Since readership for this blog is significantly higher now than it was in 2010, let me offer another invitation. The group is open to all. Help spread the word and generate interest. (astogetherwestandandsing…)
Click above to download a document listing 319 variants of time-, place- and character-names for the 227 known congregations of the Stone-Campbell movement in Nashville and Davidson County, Tennessee from 1812 to September 2012.
To my knowledge my work in this area is the only such compilation, and therefore, the most complete. The initial publication of the list to this blog was in May 2010 as a first step in my research toward a book on the Restoration Movement in Nashville. I blogged then:
With over 200 congregations in this county, the congregational research alone will take years, perhaps the remainder of my life. If I live to be 100 I may not finish even a rudimentary survey. It may be too much: too many congregations, too many preachers, too much ‘story’ to tell.
But this is where I am at the present. I publish the list here to generate interest, additions, subtractions, corrections and clarifications. Look it over and if I need to make changes, please let me know.
While congregational history is only one aspect of this project, this is where it all played out…on the ground in the congregations on a weekly basis. Few congregations have attempted more than a list of preachers or a narrative of the expansion of the church building. What I propose, as I wrote above, may be too much…too far to the other extreme. But that fact changes not one whit the necessity of it being done.

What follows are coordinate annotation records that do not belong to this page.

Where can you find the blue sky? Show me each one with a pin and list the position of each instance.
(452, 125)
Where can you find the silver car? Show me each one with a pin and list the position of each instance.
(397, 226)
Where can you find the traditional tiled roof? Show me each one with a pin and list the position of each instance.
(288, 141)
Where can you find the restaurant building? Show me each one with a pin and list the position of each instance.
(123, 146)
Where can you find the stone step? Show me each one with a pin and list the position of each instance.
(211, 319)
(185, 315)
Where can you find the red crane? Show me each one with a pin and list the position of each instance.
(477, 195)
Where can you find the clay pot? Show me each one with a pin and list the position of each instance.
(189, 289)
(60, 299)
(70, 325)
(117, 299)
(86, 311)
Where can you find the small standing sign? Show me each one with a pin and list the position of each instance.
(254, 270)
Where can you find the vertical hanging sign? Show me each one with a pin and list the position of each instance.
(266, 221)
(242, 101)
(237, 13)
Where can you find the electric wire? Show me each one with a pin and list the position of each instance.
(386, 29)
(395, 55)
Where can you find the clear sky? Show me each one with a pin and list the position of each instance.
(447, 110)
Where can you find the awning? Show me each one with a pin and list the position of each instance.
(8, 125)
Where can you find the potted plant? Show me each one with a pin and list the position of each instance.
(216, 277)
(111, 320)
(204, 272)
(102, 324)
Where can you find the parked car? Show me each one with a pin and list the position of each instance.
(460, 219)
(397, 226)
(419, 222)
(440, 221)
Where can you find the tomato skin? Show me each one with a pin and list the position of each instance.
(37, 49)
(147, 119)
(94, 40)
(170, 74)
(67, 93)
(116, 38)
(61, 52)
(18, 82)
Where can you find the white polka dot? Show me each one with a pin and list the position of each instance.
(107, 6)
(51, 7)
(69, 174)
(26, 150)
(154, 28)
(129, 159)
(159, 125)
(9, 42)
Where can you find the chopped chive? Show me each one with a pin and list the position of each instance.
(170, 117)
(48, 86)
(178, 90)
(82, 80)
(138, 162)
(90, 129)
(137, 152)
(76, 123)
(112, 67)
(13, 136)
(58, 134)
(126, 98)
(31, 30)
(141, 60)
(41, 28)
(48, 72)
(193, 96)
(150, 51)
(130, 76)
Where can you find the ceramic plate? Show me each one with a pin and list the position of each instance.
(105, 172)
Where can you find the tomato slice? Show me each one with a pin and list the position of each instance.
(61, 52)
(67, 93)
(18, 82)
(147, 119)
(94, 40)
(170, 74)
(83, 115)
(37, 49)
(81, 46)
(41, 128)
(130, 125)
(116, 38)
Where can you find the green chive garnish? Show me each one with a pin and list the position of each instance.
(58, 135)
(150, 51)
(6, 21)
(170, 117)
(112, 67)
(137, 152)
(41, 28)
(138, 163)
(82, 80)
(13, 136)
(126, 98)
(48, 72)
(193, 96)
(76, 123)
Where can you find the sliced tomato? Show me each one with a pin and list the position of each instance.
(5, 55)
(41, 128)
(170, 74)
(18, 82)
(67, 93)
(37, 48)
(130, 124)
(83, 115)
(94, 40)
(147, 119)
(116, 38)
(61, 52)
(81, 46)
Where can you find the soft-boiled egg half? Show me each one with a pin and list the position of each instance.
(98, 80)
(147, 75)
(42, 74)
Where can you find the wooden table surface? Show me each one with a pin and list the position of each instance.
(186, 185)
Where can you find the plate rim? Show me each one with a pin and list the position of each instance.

The story of these churches in Nashville needs to be told. I ask for your help in telling it. look over my list; I solicit your critique. Contact me at icekm [at] aol [dot] com.
(The first version of the name authority, from May 2010, can be found here.)
Click above to download a document listing 286 variants of time-, place- and character-names for the 228 known congregations of the Stone-Campbell movement in Nashville and Davidson County, Tennessee from 1820 to May 2010.
To my knowledge this is the first such compilation, and therefore, the most complete. The publication of the list to this blog is a first step in my research toward a book on the Restoration Movement in Nashville. With over 200 congregations in this county, the congregational research alone will take years, perhaps the remainder of my life. If I live to be 100 I may not finish even a rudimentary survey. It may be too much: too many congregations, too many preachers, too much ‘story’ to tell.
But this is where I am at the present. I publish the list here to generate interest, additions, subtractions, corrections and clarifications. Look it over and if I need to make changes, please let me know.
The story of these churches in Nashville needs to be told. I ask for your help in telling it.
Nashville Churches of Christ History group is open to anyone interested in the Stone-Campbell movement in Nashville and Davidson County. Here is the first post I made a few days ago:
I envision this community as a place to share common interest in the rich story of the Stone-Campbell Movement in Nashville. I am conducting research for a book which will highlight each congregation of Churches of Christ and Christian Churches from the 1820’s to the present…basically the entire movement from its beginning in our city until now. I envision this group as a place to share memories, photos, news and generate discussion and interest. Please join and contribute. Please feel free to contact me directly at icekm (at) aol (dot) com.
The group is open to all. Help spread the word and generate interest.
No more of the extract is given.